Nor is any institution built to catch the change. No statistics office or public-health body tracks what years of these systems do to the people using them, and the money flows the other way: a [youth AI-safety institute launching on $20 million a year](https://www.commonsensemedia.org/press-releases/common-sense-media-launches-youth-ai-safety-institute), a [British alignment fund of £27 million](https://alignmentproject.aisi.gov.uk/), set against the tens of billions the labs themselves have raised. The one kind of law that treats AI as something done to a person, rather than a tool a person wields, reaches only where the damage already shows: [California now obliges companion bots to remind minors every three hours that they are software](https://leginfo.legislature.ca.gov/faces/billTextClient.xhtml?bill_id=202520260SB243), and is silent on the slower erosion of judgment in everyone else.
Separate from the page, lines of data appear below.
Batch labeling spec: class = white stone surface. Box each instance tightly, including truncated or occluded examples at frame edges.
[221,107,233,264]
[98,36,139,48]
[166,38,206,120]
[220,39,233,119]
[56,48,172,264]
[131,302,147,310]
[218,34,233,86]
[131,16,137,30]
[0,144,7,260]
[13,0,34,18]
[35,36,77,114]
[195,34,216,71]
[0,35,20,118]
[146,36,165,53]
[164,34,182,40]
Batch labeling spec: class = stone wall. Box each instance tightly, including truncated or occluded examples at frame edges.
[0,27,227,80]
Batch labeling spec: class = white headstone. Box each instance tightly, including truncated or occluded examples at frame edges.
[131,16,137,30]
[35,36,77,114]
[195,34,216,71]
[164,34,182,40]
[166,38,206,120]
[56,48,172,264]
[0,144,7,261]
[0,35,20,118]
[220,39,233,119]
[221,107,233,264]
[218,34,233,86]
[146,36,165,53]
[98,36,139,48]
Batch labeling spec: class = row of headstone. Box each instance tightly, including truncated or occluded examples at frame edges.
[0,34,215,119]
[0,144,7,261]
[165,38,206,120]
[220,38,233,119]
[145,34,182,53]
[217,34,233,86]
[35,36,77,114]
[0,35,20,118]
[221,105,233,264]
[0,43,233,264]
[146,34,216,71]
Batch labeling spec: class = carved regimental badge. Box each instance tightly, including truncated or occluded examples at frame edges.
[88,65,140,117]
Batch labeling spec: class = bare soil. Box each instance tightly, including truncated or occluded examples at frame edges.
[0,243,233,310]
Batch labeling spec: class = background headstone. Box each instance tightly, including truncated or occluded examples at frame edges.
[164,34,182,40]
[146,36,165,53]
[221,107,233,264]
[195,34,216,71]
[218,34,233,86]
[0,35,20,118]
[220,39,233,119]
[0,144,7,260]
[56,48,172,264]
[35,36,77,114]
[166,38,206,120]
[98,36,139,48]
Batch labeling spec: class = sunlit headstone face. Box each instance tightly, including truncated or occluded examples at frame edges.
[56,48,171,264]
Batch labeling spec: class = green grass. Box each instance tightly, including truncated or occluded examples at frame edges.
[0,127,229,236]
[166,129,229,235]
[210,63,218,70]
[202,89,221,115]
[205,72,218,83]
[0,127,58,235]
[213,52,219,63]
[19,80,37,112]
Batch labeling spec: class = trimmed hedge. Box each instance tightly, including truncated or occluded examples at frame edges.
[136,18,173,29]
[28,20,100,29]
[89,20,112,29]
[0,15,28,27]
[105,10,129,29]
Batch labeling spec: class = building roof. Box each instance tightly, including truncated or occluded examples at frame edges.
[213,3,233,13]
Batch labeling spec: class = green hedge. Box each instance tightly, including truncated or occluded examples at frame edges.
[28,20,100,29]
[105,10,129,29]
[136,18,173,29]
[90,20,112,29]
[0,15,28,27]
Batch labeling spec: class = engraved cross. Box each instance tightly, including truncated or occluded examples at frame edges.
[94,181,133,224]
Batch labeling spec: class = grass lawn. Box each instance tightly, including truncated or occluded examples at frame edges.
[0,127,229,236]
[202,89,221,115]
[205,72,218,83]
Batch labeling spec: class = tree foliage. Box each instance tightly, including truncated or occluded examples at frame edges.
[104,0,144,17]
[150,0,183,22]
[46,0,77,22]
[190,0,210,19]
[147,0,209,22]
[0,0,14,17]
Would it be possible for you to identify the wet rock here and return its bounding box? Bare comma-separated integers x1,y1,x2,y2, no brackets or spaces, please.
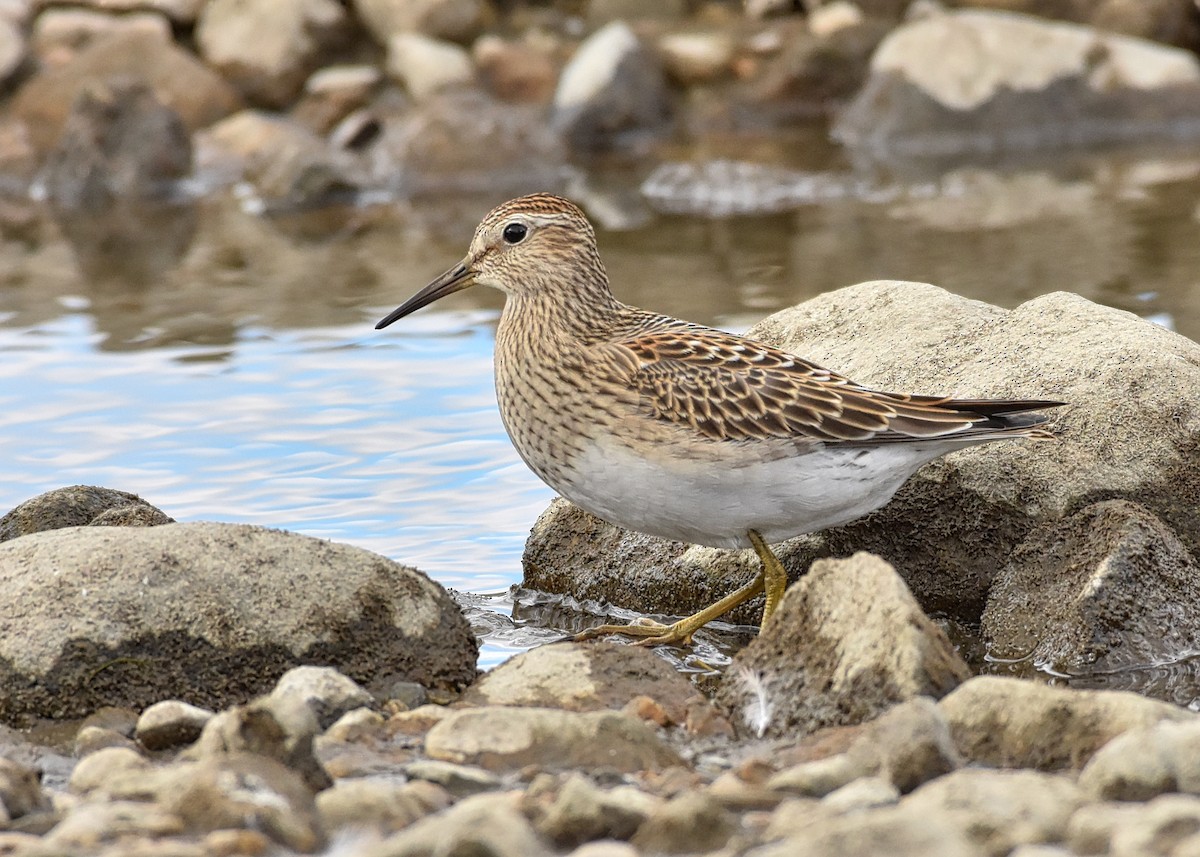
983,501,1200,675
404,759,500,797
136,700,214,750
716,553,971,737
0,523,478,725
0,756,50,828
271,666,374,730
470,35,558,104
461,642,696,724
360,793,553,857
1079,719,1200,801
388,32,475,101
553,20,672,150
30,7,172,66
938,676,1198,771
182,694,332,792
523,282,1200,623
524,772,661,849
158,753,324,852
630,792,738,855
834,10,1200,157
0,485,172,541
353,0,491,44
12,32,240,151
317,777,450,834
905,768,1085,855
46,78,192,208
425,706,682,772
196,0,349,107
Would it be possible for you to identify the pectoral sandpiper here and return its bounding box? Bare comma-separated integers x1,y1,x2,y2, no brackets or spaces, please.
376,193,1061,643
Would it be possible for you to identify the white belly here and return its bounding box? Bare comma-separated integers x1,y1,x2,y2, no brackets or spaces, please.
553,434,962,547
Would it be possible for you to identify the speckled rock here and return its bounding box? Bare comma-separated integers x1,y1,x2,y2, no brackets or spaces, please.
0,523,478,720
938,676,1200,771
716,553,971,737
0,485,173,541
983,501,1200,676
425,706,683,772
524,281,1200,622
460,642,696,723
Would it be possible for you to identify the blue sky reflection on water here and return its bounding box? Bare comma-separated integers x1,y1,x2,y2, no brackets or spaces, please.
0,303,553,604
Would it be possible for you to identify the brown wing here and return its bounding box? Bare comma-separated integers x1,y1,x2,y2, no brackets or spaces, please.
622,325,1058,443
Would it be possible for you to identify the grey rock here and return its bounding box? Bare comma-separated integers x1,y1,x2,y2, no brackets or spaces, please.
271,666,374,729
938,676,1198,771
317,777,451,834
905,768,1085,855
523,282,1200,623
630,792,738,855
460,642,696,723
196,0,349,107
0,485,172,541
136,700,214,750
716,553,970,736
834,10,1200,156
983,501,1200,675
0,523,478,720
360,793,553,857
1079,718,1200,801
404,759,500,797
553,20,672,150
425,706,682,772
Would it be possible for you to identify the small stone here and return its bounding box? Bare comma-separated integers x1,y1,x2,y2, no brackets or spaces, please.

History looks, at first, reassuring. The complaint is ancient: in Plato’s *Phaedrus* an Egyptian king turns down the god Theuth’s gift of writing, certain it will breed forgetfulness and produce men who “will appear to be omniscient and will generally know nothing.” The alarm has sounded for 24 centuries, and each time the verdict splits. It was partly wrong (writing did not end wisdom, print did not end memory, the calculator did not end arithmetic) and partly right, in that each time some particular faculty withered: the orator’s memory, the navigator’s instinct for direction, and, in experiments on the [“Google effect” reported in 2011](https://www.science.org/doi/10.1126/science.1207745), the recall of any fact a search box can be trusted to keep. Each time, the civilization kept the gain and let the faculty lapse.

Those older tools externalized what people stored, in the manner of Otto’s notebook, and the loss they caused was one you could feel: you knew you had forgotten the address, you sensed the gap where the memory had been, and you could decide whether to mind. Today’s models externalize what people do (reason, compose, diagnose, decide) and return the product in your own voice, so nothing seems to be missing. The comfort that we have always adapted rests on a hidden premise: that people could see what they were trading away. This is the first such tool built so that its user feels no loss, and therefore cannot judge whether the loss is worth it.

The boundary keeps thinning: Neuralink reported its 21st implanted patient in January and holds a breakthrough designation for restoring speech, though no one knows yet how long its electrodes survive in living tissue. The supply of people who have never used these systems, the control group any honest study would need, is running out. When the tool a mind reasons through is tuned to someone else’s ends and speaks in the mind’s own voice, who remains to notice what it has altered?

What the instruments ever caught of the biologist’s husband was only this—the same few lines, repeated under hypnosis on the taped interviews before the cancer took him: “I am walking forever on the path from the border to base camp. … There is no one with me. I am all by myself. The trees are not trees the birds are not birds and I am not me but just something that has been walking for a very long time.”